Ingresos acumulados en el primer trimestre del año, 546 mil nuevos pesos. Menos cuotas del Seguro Social, 79 mil 810. A otros hasta les hacen comida en algún restaurante, con mariachis y todo. Claro, son los consentidos de la oficina, los simpáticos profesionales que hacen roncha con todo el mundo. Ahí está Cáceres, por ejemplo. Entró como auxiliar de contabilidad y no pasará de ahí, porque es huevón como él solo, pero ni hablar, el pendejo tiene carisma. Hay que verlo contando chistes en el cuartito de la cafetera, rodeado de secretarias, mientras los teléfonos repiquetean sin que ninguna se digne ir a contestar. ¿Ya les conté el del piloto gallego? Pues resulta que un gallego iba aterrizando en el aeropuerto y tuvo que dar un frenón rechinando llanta, porque se le había acabado la pista. ¿Te fijaste qué corta es?, le dice a su copiloto.

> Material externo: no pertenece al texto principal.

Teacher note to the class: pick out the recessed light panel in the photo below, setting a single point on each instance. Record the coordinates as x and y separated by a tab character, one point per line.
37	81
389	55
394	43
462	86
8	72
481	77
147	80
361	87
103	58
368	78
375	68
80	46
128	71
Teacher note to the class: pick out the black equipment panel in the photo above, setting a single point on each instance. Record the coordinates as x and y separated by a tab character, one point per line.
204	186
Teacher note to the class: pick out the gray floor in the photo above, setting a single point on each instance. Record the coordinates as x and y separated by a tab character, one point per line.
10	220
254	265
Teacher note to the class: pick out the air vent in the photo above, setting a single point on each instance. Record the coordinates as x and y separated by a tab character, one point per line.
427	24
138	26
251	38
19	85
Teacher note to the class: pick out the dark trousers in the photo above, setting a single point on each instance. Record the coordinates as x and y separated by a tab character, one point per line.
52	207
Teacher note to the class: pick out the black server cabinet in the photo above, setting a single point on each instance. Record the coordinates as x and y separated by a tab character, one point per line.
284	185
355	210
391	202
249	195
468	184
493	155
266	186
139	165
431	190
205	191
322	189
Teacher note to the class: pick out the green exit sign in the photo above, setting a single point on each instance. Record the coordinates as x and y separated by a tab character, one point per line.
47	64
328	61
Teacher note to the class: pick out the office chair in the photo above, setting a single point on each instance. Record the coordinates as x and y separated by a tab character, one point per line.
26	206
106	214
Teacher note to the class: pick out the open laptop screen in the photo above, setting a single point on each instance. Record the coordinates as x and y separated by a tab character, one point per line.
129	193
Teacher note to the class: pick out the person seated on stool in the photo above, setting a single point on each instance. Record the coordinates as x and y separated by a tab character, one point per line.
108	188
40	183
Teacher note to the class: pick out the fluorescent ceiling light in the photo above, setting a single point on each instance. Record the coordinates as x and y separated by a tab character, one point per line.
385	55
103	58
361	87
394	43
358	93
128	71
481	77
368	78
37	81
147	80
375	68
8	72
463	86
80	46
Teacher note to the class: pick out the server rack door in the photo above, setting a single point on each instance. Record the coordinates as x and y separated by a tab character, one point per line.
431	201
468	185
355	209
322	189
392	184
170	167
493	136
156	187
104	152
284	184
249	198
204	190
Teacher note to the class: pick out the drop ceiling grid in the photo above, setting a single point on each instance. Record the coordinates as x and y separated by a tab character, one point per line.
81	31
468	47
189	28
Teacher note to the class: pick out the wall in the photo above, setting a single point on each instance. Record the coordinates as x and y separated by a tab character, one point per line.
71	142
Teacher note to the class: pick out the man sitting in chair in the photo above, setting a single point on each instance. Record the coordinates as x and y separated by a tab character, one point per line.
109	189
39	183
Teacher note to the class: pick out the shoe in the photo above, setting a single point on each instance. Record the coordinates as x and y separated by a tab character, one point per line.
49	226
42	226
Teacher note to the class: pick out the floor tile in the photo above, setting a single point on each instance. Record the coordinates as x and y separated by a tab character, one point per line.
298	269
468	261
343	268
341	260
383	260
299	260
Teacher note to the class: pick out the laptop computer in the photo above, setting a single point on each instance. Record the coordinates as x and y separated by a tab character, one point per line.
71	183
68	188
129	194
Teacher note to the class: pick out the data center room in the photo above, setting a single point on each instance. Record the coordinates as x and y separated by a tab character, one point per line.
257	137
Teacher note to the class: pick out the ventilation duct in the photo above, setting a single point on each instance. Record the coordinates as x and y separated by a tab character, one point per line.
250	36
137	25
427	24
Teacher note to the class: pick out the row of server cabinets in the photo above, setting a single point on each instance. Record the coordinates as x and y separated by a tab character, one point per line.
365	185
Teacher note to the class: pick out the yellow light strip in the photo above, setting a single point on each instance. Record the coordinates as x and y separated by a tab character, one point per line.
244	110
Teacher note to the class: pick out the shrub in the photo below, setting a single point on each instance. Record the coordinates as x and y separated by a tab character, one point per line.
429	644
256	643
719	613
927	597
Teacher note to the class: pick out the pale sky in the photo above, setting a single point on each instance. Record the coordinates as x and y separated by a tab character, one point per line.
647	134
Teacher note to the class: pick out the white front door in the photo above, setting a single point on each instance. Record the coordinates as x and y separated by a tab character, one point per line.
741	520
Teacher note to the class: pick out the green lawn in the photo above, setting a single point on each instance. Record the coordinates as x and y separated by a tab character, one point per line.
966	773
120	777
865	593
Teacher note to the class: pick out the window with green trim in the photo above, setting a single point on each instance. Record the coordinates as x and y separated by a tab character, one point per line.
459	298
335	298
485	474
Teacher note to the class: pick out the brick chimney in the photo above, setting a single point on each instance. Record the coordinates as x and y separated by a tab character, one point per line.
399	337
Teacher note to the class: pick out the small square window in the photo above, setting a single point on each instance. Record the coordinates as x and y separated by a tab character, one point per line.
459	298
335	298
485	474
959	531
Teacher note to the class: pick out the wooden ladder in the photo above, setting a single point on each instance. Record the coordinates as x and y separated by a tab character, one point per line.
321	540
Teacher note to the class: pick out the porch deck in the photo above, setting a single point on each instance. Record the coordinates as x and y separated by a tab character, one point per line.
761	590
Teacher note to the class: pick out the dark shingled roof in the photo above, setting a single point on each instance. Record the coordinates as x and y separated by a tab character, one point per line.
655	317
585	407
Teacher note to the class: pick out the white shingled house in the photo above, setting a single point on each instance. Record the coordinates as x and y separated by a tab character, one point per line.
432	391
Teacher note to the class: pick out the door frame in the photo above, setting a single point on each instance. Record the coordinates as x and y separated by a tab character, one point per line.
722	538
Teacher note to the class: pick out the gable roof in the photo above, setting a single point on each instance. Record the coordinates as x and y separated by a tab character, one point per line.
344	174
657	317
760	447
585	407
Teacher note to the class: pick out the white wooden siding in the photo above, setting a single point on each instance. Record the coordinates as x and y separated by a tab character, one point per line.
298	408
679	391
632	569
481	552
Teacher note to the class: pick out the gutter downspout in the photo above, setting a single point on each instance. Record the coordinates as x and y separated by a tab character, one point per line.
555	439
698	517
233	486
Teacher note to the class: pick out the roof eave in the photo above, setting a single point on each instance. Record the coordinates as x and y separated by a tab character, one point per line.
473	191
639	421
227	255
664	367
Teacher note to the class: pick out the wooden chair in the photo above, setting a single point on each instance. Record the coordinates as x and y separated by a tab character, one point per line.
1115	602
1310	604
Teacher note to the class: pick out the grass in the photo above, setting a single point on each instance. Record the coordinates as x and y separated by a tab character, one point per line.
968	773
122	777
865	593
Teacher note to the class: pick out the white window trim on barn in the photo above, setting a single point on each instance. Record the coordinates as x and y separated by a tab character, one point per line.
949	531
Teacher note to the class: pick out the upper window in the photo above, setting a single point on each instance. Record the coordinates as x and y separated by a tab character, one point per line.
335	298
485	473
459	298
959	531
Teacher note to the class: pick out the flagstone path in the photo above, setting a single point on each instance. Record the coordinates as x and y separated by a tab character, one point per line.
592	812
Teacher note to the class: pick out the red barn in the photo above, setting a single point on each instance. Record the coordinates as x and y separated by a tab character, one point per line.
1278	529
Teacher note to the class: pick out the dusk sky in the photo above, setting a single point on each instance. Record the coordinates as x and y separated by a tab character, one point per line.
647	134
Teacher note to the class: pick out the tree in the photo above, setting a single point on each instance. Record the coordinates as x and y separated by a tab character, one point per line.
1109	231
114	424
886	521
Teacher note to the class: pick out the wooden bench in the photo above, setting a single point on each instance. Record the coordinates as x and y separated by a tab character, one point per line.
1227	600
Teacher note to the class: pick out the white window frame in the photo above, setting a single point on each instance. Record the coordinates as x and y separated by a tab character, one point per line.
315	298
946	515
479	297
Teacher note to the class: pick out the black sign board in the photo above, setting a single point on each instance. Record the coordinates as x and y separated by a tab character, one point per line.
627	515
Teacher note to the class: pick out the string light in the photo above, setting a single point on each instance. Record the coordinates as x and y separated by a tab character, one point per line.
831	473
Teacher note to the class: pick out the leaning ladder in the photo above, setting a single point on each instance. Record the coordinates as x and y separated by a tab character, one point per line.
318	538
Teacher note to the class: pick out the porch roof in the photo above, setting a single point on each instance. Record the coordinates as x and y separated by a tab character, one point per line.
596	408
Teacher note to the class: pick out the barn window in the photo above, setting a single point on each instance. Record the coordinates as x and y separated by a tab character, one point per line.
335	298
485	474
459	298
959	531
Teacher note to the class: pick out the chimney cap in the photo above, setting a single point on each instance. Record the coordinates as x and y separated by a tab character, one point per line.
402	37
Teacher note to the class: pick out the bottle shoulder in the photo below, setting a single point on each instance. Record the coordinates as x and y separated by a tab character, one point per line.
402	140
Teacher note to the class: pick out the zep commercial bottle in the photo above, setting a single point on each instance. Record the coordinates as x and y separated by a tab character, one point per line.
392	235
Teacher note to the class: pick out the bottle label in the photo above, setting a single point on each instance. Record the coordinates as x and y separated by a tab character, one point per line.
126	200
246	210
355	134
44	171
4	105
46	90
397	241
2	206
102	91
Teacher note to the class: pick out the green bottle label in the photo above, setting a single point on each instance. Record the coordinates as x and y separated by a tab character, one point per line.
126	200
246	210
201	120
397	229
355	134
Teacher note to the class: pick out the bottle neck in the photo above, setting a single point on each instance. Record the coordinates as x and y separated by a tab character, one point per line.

El otro se asoma a la ventanilla y responde: sí, pero muy ancha. Cuánto lo admiran y cómo se ríen de sus tarugadas. Hasta Blanquita debe estar loca por él. Así era en la secundaria: siempre había un gracioso reprobado en todas las materias, pero con un talento especial para dominar a la gente, que era el verdadero chingón de la clase, por encima de los mataditos como yo, encargados de imponer el orden y la disciplina. Luna, siéntate en tu lugar. Te voy a poner otra cruz en el pizarrón. Ya te vi dándole zape a Reyes Retana, a la próxima te bajo un punto en conducta. ¿Quién me puso este chicle en la silla? ¿Quién fue?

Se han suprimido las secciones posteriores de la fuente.